Now, on top of that we decide that one of the two is public and we will distribute it globally (in X.509 certificates, on public OpenPGP keyservers, etc.) while the other is private and everything should be made secure so that only the entity (it can be an individual, an organization, an host, an email address, etc.) covered by it is the only one knowing this "private" part.
So if you imagine everyone has these 2 parts and all public parts are known, trusted and secure (we will see there are problems here) you can have the following things, if we take Alice and Bob:
- everything Alice encrypts with Bob public key can only be decrypted by Bob (because he should be the only one having the corresponding private key)
- everything Alice encrypts with her private key can be decrypted by anyone using her public key (which is by definition public and available to everyone).
You may find the second point useless. It is not, it is the basis of authentication in fact. Because normally only Alice has her private key so if you are able to decrypt something with her public key then you know that it was encrypted with Alice private key so it means it was done by Alice, you have proved authentication.
Now of course the problem is how you publish all public keys, because anyone could publish a key saying it is for "email@example.com".
How is this solved?
- in the X.509 PKI world, public keys are not managed like that but through a X.509 certificate (often called "SSL certificate" which is doubly wrong because TLS superseded SSL 20 years ago and because you can do TLS without certificates at all), which is basically a public key plus a begin and an end date and a signature. What is the signature? It is a computation carried over all the content of the certificate (hence the public key) done by the private key tied to another certificate, typically a "certificate authority" (normally there is a chain of them but that does not change the generic idea). And you ultimately trust some CAs, so that you have their public key and you validate any certificate that is validly signed by private keys of these CAs.

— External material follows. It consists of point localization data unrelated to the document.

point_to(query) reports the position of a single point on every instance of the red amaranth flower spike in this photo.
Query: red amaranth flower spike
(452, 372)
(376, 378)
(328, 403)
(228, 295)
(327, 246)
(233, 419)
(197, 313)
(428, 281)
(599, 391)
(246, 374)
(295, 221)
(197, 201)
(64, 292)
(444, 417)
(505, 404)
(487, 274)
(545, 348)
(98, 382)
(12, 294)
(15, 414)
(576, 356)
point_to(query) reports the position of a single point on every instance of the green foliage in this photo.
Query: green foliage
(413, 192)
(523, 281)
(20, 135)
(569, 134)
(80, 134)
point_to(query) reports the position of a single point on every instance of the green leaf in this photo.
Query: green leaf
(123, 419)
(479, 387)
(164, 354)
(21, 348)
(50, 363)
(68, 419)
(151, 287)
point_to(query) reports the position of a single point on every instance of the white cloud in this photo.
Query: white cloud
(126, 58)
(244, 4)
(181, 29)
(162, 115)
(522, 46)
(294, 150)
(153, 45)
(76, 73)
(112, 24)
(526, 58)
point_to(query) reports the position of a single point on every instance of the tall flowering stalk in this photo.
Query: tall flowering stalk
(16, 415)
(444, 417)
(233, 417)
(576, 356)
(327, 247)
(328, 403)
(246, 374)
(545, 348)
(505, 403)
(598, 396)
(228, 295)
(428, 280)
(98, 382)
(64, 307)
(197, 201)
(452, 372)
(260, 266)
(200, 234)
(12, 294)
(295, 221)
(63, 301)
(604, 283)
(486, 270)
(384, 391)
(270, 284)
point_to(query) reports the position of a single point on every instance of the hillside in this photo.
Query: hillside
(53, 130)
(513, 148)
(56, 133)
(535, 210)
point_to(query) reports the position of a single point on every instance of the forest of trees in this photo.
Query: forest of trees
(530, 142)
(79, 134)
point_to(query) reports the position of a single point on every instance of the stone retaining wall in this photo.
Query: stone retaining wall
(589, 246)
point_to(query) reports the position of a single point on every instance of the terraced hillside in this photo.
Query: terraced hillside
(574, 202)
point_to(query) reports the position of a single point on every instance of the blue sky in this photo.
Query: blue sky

- in the OpenPGP web of trust, in fact anyone as a local/individual decision can say how much he trusts a given key; the idea is that normally the two individuals meet in real life, even show official ID documents, and only after that can say "yes key X is really belonging to such individual".
So my question is, what stops an attacker listening in from just grabbing the key which you send alongside the data? If it's not actually being sent alongside the encrypted data, then at what point does the server receive the key that it needs to decrypt?
Let us take a typical HTTPS handshake that uses HTTP over TLS
(see https://en.wikipedia.org/wiki/Transport_Layer_Security#TLS_handshake for a complete explanation)
You can look at this diagram for TLS 1.3: https://tools.ietf.org/html/rfc8446#section-2 ; you will see there that each
Certificate message is in fact itself encrypted with keys derived from previous exchanges (the
ServerHello messages that each include a random secret).
Remember also that if you trust a given CA (that it its private key) you trust anything signed by it, that is any end client certificate having a signature made by its private key (that hence everyone could verify using its public key).
Anyone intercepting the
ServerHello and replying it will not be able later to prove it has the corresponding key associated to the certificate sent with the
Certificate message. This is also why authentication is so important: without it you can have a secure as in encrypted stream but without any idea on who you are talking to, which could be a man in the middle relaying the traffic.
ClientKeyExchange message: "which may contain a PreMasterSecret, public key, or nothing. (Again, this depends on the selected cipher.) This PreMasterSecret is encrypted using the public key of the server certificate." and hence only the server (having the corresponding private key) will be able to decrypt it and go forward. Same for the other direction.